Multilingual dataset of labeled news web pages for information extraction task.
Dataset contains websites in 44 languages. We labeled such attributes on news web pages: title, publication date, text, authors, tags. Some sites may also have subtitle, sources and categories annotations.
We presented the statistics for the number of sites, pages and labeled nodes in the AE_DATASET_STATS.md file.
We also have a separate dataset for Russian news sites. We labeled there title, subtitle, publication date, modification date, text, authors, sources, categories and tags.
For multilingual dataset, we marked up nodes on pages using sitemaps created with the Web Scraper.
Creating the Russian dataset is described in our paper. The annotators marked up web pages using Label Studio according to the guideline.
For the multilingual dataset we have JSON for each language with the following structure:
{'site': [
{
'uuid':
'url':
'html':
'annotations': [
{
'xpath':
'text':
'label':
},
...]
},
...],
...}
JSON structure for the Russian dataset is the Label Studio JSON MIN format:
[
{
'id':
'url':
'html':
'html_en':
'agency':
'site':
'title':
'annotator':
'annotation_id':
'created_at':
'updated_at':
'lead_time':
'labels': [
{
'text':
'hypertextlabels':
'start':
'end':
'endOffset':
'startOffset':
'globalOffsets':
},
...]
},
...]
We additionally added html_en
with translated HTML into English.
- Multilingual dataset (8.4 GB):
multilingual-ae/
- Multilingual web pages in MHTML (zipped 43.9 GB):
multilingual-ae-mhtml.zip
- Multilingual web pages in HTML (zipped 1.5 GB):
multilingual-ae-html.zip
- Russian dataset (178 MB):
russian.json
- Russian web pages in MHTML (zipped 1 GB):
russian-ae-mhtml.zip
More details about the Russian-language dataset are available in our paper. Please cite us if you use or discuss this dataset in your work:
@INPROCEEDINGS{10076872,
author={Varlamov, Maksim and Galanin, Denis and Bedrin, Pavel and Duda, Sergey and Lazarev, Vladimir and Yatskov, Alexander},
booktitle={2022 Ivannikov Ispras Open Conference (ISPRAS)},
title={A Dataset for Information Extraction from News Web Pages},
year={2022},
volume={},
number={},
pages={100-106},
keywords={Annotations;Neural networks;Web pages;Data aggregation;Information retrieval;Data mining;Electronic commerce;web data extraction;information extraction;news;webpage dataset;neural networks},
doi={10.1109/ISPRAS57371.2022.10076872}}
Dataset for extracting news records with their attributes from html pages.
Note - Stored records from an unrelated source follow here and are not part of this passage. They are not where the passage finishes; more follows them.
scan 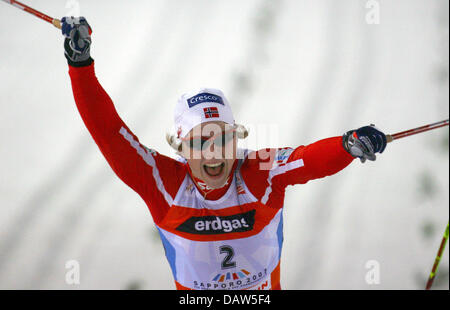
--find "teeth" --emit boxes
[205,163,222,168]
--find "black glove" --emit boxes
[61,16,94,67]
[342,125,387,163]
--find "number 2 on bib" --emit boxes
[220,245,236,269]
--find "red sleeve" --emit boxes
[69,64,185,222]
[279,136,354,186]
[242,137,354,197]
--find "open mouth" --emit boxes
[203,162,225,177]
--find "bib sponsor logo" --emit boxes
[187,93,224,108]
[177,210,256,235]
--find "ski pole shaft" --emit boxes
[386,119,448,142]
[2,0,61,29]
[425,223,448,290]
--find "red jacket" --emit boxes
[69,64,354,289]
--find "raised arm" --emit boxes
[61,18,185,222]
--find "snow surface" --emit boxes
[0,0,449,290]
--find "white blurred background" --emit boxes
[0,0,449,290]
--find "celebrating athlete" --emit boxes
[61,17,387,290]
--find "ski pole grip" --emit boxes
[52,18,61,29]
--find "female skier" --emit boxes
[62,17,386,290]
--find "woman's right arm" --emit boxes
[62,18,185,222]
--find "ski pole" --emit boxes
[3,0,61,29]
[425,222,448,290]
[386,119,448,142]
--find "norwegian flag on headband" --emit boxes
[203,107,219,118]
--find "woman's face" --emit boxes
[181,122,237,188]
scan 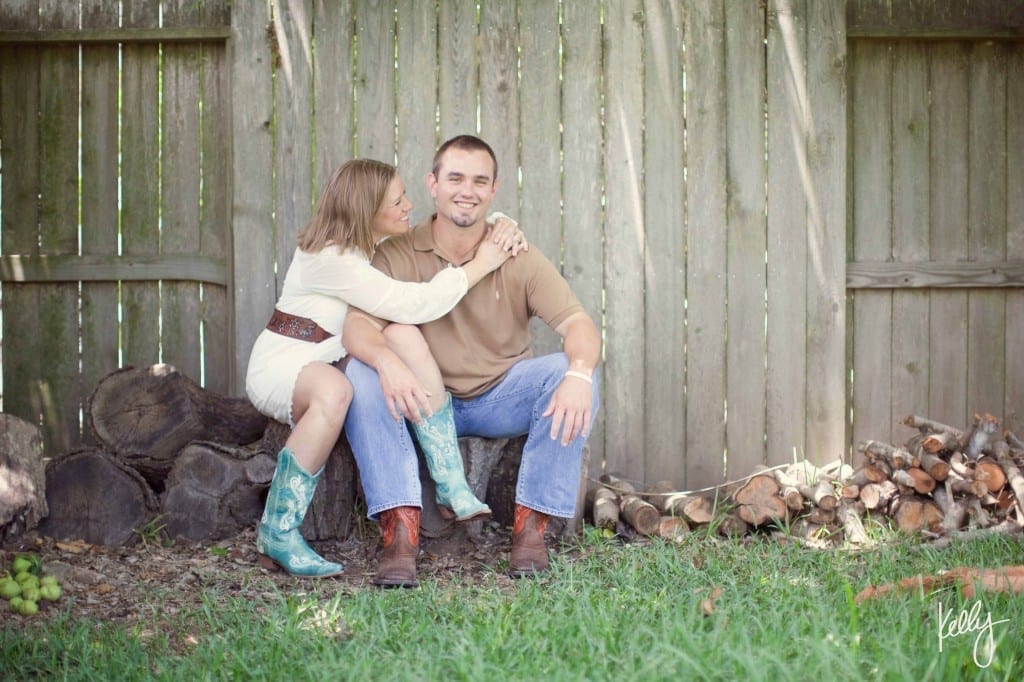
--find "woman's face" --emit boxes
[371,174,413,243]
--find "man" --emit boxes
[343,135,601,587]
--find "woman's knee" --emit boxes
[384,325,430,357]
[293,363,353,420]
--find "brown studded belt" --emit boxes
[266,308,334,343]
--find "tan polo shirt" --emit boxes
[373,218,584,398]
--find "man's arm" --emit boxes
[341,308,430,422]
[544,312,601,445]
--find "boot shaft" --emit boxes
[261,447,324,531]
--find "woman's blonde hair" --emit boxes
[298,159,396,258]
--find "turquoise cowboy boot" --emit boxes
[256,447,344,578]
[413,393,490,521]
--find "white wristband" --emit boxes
[565,370,594,384]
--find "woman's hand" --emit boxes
[487,213,529,256]
[376,356,430,424]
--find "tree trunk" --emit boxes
[732,474,790,526]
[88,365,267,491]
[39,450,159,547]
[161,440,275,542]
[0,414,47,544]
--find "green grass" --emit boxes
[0,528,1024,682]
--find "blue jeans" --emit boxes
[345,353,600,519]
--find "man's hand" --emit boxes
[377,355,431,424]
[544,375,594,445]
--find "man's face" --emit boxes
[427,148,498,227]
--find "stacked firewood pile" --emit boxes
[586,415,1024,545]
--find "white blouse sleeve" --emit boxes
[301,248,469,325]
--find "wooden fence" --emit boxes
[0,0,1024,487]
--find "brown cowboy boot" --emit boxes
[374,507,420,588]
[509,505,551,578]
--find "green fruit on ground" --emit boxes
[14,573,39,590]
[0,578,22,599]
[39,585,60,601]
[11,554,38,573]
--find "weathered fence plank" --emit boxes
[1004,46,1024,434]
[928,43,969,424]
[274,0,316,288]
[806,2,848,462]
[0,1,45,446]
[80,0,119,425]
[850,42,893,442]
[228,2,276,374]
[603,0,649,478]
[436,0,479,140]
[561,0,607,478]
[765,0,808,463]
[962,42,1007,423]
[160,0,203,379]
[685,0,728,487]
[475,2,521,220]
[725,2,768,478]
[520,2,561,354]
[121,0,160,367]
[395,0,438,220]
[354,0,395,164]
[37,2,81,452]
[892,43,931,442]
[643,1,684,480]
[199,3,237,395]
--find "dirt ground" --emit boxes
[0,523,536,625]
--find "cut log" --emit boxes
[836,503,868,545]
[807,507,836,526]
[932,485,967,534]
[587,485,618,530]
[800,478,839,511]
[918,452,949,481]
[967,498,995,528]
[673,497,715,525]
[892,467,935,495]
[903,415,967,453]
[717,509,749,538]
[945,471,988,498]
[964,414,999,460]
[992,440,1024,506]
[774,469,804,512]
[0,414,48,544]
[857,440,919,469]
[161,440,278,542]
[892,495,942,532]
[646,480,679,515]
[974,457,1007,493]
[657,516,690,542]
[88,365,267,483]
[860,479,899,510]
[39,449,160,547]
[732,474,790,526]
[845,464,889,487]
[620,495,662,536]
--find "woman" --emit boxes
[246,159,525,578]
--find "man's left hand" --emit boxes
[544,376,594,445]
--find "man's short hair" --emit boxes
[431,135,498,180]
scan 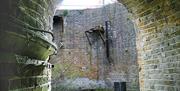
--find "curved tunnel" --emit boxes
[0,0,180,91]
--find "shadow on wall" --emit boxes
[52,3,139,91]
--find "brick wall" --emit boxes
[119,0,180,91]
[0,0,55,91]
[54,3,139,91]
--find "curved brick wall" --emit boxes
[119,0,180,91]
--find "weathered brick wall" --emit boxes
[52,4,139,91]
[119,0,180,91]
[0,0,56,91]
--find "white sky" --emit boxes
[57,0,116,10]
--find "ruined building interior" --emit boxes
[0,0,180,91]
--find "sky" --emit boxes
[57,0,116,10]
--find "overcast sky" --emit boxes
[57,0,116,10]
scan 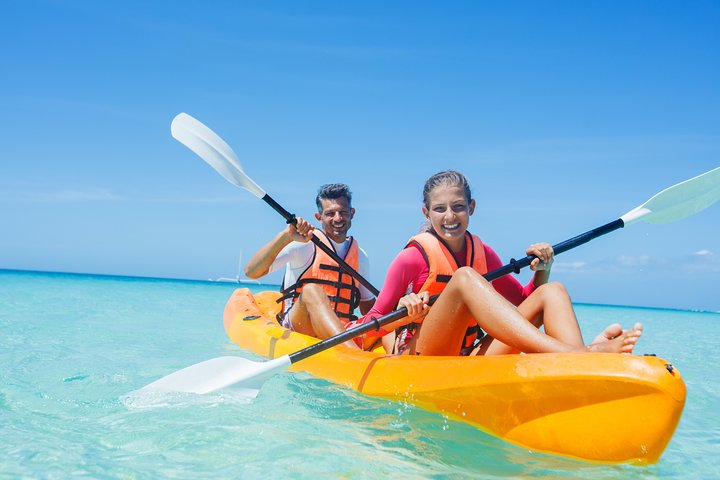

This dataset contains pages with lists of news in Russian. The following attributes were marked: title, date, tag, short_text, time, short_title, author.
Their distribution:
Pages | Records | Domains | |
---|---|---|---|
title | 12679 | 247262 | 275 |
date | 12296 | 241634 | 251 |
tag | 6165 | 108400 | 140 |
short_text | 6855 | 115983 | 138 |
time | 1938 | 41892 | 8 |
short_title | 105 | 1289 | 4 |
author | 87 | 957 | 1 |
Totally dataset contains 13099 pages.
Each file from data folder is instance of json dictionary with fields:
- html: formatted html code of page
- exist_labels: labels which are located at html
- domain: domain of page
- labeled_xpaths: dictionary of xpaths and its labels
- timestamp: timestamp of date, when page was loaded
- url: url of page
- record_xpaths: xpaths of block-nodes (first text node of each record)
- NewsListDataset (915 MB):
russian.json
This file is dump of python-like list object, each item of it is instance of dictionary with fields described at Dataset Format. So the size of list is 13099 items.